Tiffin Slot Car Show
Sponsored by JAG Hobbies and Tiffin Hobby

February 24, 2007
6:00 - 9:00 P.M.
Tiffin, Ohio

Free Admission!!

Knights of Columbus
49 E. Perry Street
Tiffin, Ohio 44883


100% Slot Cars – HO – 1/32 – 1/24


Door Prizes!!

Vendor tables are free!!

For table information…
Contact: Jim Gase
Phone: 419-448-8442
E-mail: [email protected]

5:00-6:00 – Dealer Set-up


Please visit our sponsors:

www.jaghobbies.com (go here for map)
www.gaseenterprise.com


----------



## Crimnick (May 28, 2006)

Cool!...right in my back yard for a change... :thumbsup:


----------



## noddaz (Aug 6, 1999)

Please let us know how it turns out....
With pictures if possible.
Scott


----------



## FastMann (Dec 19, 2006)

Sounds great! I'll try to stop by if I get a chance. Will any of the manufacturers be there?


----------



## JAG Hobbies (Feb 4, 2006)

We're still organizing the event.
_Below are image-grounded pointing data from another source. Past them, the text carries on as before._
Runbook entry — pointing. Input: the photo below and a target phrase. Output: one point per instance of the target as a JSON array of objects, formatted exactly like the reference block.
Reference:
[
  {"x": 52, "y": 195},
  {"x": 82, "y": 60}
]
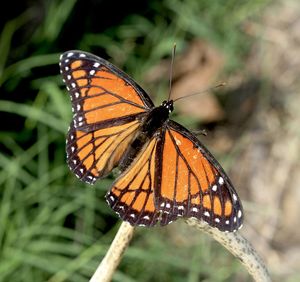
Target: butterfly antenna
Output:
[
  {"x": 198, "y": 93},
  {"x": 171, "y": 71}
]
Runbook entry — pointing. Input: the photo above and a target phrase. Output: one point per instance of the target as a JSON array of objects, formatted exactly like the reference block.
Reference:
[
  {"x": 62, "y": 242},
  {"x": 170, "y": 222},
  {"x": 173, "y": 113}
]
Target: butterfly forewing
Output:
[{"x": 101, "y": 94}]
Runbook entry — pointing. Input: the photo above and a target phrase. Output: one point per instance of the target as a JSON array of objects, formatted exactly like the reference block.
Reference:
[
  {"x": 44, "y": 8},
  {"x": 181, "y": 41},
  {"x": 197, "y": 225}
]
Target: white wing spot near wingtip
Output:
[
  {"x": 178, "y": 142},
  {"x": 239, "y": 214},
  {"x": 206, "y": 213},
  {"x": 221, "y": 180},
  {"x": 234, "y": 197}
]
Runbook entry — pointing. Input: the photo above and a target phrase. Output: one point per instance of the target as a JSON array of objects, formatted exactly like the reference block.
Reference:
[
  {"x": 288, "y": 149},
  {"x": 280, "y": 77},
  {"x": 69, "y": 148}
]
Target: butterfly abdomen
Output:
[{"x": 151, "y": 124}]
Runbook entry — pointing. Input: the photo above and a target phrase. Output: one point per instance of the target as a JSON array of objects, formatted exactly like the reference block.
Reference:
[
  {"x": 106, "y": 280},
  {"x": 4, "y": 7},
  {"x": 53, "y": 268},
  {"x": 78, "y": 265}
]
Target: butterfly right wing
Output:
[
  {"x": 101, "y": 94},
  {"x": 92, "y": 155},
  {"x": 108, "y": 108}
]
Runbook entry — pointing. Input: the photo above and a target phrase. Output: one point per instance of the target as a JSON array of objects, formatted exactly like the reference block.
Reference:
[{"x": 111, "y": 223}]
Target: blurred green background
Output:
[{"x": 55, "y": 228}]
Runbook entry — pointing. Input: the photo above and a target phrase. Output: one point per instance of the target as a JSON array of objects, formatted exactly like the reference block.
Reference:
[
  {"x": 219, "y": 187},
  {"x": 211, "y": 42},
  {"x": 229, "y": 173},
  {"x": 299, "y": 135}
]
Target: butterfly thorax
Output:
[{"x": 153, "y": 121}]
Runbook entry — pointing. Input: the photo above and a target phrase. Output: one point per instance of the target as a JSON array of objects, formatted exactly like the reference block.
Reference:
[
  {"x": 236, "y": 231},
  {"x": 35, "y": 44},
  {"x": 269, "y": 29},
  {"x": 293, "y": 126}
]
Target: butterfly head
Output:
[{"x": 168, "y": 105}]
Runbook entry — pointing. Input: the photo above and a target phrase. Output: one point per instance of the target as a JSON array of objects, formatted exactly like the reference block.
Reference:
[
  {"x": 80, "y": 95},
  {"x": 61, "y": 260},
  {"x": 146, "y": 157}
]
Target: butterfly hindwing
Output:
[
  {"x": 101, "y": 94},
  {"x": 191, "y": 183},
  {"x": 91, "y": 155},
  {"x": 131, "y": 195}
]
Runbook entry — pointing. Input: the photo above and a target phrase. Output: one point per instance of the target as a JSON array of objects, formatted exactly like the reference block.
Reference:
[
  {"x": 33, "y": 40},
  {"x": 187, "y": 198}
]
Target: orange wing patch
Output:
[
  {"x": 132, "y": 194},
  {"x": 91, "y": 155},
  {"x": 192, "y": 185},
  {"x": 100, "y": 92}
]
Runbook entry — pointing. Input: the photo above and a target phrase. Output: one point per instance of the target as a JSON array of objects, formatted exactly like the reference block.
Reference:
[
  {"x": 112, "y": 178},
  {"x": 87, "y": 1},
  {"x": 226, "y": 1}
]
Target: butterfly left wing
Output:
[{"x": 190, "y": 183}]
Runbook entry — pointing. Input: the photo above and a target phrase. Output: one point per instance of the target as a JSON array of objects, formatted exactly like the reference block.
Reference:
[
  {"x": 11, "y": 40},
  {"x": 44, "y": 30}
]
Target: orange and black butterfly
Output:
[{"x": 166, "y": 171}]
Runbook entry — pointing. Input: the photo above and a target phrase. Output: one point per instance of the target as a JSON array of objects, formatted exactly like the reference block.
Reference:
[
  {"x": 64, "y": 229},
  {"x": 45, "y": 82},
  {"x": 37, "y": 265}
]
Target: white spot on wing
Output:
[
  {"x": 221, "y": 180},
  {"x": 178, "y": 142},
  {"x": 239, "y": 214},
  {"x": 234, "y": 197}
]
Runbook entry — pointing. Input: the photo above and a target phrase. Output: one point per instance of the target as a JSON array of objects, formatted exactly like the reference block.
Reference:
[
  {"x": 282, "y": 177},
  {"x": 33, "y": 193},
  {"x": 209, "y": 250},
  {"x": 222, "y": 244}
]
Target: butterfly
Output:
[{"x": 166, "y": 172}]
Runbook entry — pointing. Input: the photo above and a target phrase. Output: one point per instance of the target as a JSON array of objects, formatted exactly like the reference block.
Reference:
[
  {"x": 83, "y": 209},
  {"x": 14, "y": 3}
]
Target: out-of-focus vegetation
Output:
[{"x": 52, "y": 226}]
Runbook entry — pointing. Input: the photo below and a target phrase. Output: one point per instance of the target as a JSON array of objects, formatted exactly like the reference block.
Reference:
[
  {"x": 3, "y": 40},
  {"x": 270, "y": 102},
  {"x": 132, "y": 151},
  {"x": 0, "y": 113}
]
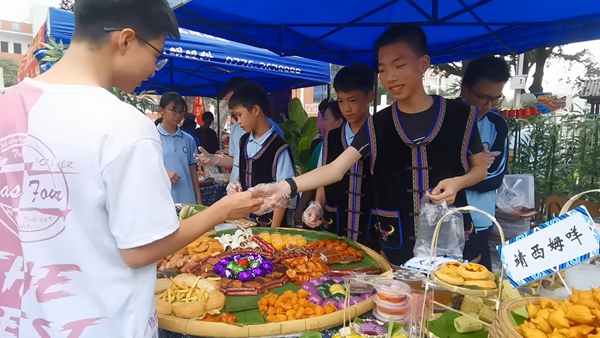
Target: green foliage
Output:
[
  {"x": 299, "y": 131},
  {"x": 10, "y": 69},
  {"x": 562, "y": 153}
]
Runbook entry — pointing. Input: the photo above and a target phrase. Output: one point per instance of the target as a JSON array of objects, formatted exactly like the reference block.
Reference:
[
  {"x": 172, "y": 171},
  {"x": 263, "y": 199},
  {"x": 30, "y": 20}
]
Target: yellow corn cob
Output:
[
  {"x": 467, "y": 324},
  {"x": 487, "y": 314},
  {"x": 471, "y": 304}
]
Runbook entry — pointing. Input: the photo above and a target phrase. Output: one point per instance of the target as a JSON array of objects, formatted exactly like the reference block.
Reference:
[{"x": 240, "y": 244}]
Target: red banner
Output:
[
  {"x": 29, "y": 66},
  {"x": 198, "y": 110}
]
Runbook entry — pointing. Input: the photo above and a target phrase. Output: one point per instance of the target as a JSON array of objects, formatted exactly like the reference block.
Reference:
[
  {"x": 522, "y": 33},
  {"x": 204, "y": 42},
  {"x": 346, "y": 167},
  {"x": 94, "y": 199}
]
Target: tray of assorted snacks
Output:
[{"x": 273, "y": 281}]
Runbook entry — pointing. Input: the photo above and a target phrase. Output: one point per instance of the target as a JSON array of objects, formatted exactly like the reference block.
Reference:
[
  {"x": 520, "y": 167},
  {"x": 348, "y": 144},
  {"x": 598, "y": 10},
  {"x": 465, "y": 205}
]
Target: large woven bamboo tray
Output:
[{"x": 211, "y": 329}]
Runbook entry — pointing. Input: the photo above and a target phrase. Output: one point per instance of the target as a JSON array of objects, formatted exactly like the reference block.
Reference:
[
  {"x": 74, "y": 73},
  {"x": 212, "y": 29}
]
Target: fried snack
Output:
[
  {"x": 482, "y": 284},
  {"x": 162, "y": 284},
  {"x": 472, "y": 271},
  {"x": 580, "y": 314},
  {"x": 450, "y": 278},
  {"x": 189, "y": 310},
  {"x": 449, "y": 267},
  {"x": 163, "y": 307},
  {"x": 558, "y": 320}
]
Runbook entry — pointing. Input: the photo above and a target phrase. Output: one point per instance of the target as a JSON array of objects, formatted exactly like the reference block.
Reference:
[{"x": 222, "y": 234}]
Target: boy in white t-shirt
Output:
[{"x": 85, "y": 208}]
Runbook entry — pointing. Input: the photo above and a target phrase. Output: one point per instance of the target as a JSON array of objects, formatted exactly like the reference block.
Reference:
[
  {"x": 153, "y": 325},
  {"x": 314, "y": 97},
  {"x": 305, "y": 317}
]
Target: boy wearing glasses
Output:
[
  {"x": 83, "y": 222},
  {"x": 179, "y": 149},
  {"x": 482, "y": 87}
]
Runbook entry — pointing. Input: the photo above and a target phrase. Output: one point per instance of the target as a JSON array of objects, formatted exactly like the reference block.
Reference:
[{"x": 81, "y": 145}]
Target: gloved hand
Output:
[
  {"x": 274, "y": 196},
  {"x": 206, "y": 159},
  {"x": 313, "y": 215},
  {"x": 233, "y": 187}
]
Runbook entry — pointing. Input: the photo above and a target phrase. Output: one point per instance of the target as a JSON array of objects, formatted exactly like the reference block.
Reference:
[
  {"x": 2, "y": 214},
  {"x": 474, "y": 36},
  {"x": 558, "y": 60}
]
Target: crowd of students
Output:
[{"x": 111, "y": 216}]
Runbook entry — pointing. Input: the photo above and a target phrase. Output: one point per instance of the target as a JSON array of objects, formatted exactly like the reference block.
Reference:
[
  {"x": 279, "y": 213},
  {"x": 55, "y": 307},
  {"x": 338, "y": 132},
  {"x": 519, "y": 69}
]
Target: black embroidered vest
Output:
[
  {"x": 403, "y": 171},
  {"x": 262, "y": 167},
  {"x": 348, "y": 203}
]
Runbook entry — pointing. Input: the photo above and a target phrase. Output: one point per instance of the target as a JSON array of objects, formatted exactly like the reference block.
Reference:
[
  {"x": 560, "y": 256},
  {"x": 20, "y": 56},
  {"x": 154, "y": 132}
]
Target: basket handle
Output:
[
  {"x": 436, "y": 234},
  {"x": 573, "y": 199}
]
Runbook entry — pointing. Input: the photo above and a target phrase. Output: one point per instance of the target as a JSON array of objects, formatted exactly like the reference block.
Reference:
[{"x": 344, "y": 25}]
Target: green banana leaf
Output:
[{"x": 245, "y": 308}]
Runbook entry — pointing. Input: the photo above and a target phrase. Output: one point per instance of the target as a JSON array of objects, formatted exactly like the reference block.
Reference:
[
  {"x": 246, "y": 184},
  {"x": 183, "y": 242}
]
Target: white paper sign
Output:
[{"x": 553, "y": 246}]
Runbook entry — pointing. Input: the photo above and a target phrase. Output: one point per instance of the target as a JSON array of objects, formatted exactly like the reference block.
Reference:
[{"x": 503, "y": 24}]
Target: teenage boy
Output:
[
  {"x": 347, "y": 203},
  {"x": 178, "y": 150},
  {"x": 482, "y": 87},
  {"x": 418, "y": 143},
  {"x": 263, "y": 156},
  {"x": 205, "y": 158},
  {"x": 94, "y": 215}
]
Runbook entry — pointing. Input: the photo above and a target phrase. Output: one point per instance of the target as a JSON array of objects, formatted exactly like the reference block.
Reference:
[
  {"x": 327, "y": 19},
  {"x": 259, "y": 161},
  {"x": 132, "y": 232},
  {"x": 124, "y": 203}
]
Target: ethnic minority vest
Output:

We'll try to let you know who'll be there as they sign up.

Jim


----------



## sethndaddy (Dec 4, 2004)

Jim, you should come here more often, your spoke of highly.


----------



## Montoya1 (May 14, 2004)

sethndaddy said:


> Jim, you should come here more often, your spoke of highly.


Indeed, my favourite retailer of 2006.


----------



## Pomfish (Oct 25, 2003)

WHAT, No $50 Tables and charge my helper $25 if not my wife?
How dare you 

This sounds great, only wish I was closer to attend.

Thanks Jim, you truely are one of the good guys in this Hobby,

Keith


----------



## JAG Hobbies (Feb 4, 2006)

Just a reminder, the Tiffin Slot Car Show is next Saturday. We have lined up plenty of door prizes and admission is free!!! 

There are still a few tables available if you would like to sell. You don’t have to be a retailer to sell. 

Thanks, 
Jim
JAG Hobbies
www.jaghobbies.com


----------



## Marty (Oct 20, 1999)

I plan on being there!


Marty


----------



## Marty (Oct 20, 1999)

Crimnick said:


> Cool!...right in my back yard for a change... :thumbsup:


Hey Crimnick! I'm origionally from Toledo! Maybe I'll see you there!

Who do you race with up there?

Marty


----------



## Crimnick (May 28, 2006)

I'm currently running with the AMSRA group...weekly practice...race every other sunday...9 local tracks...

I was hoping to go to tiffin....but unfortunately...I cannot make it tommorrow...


----------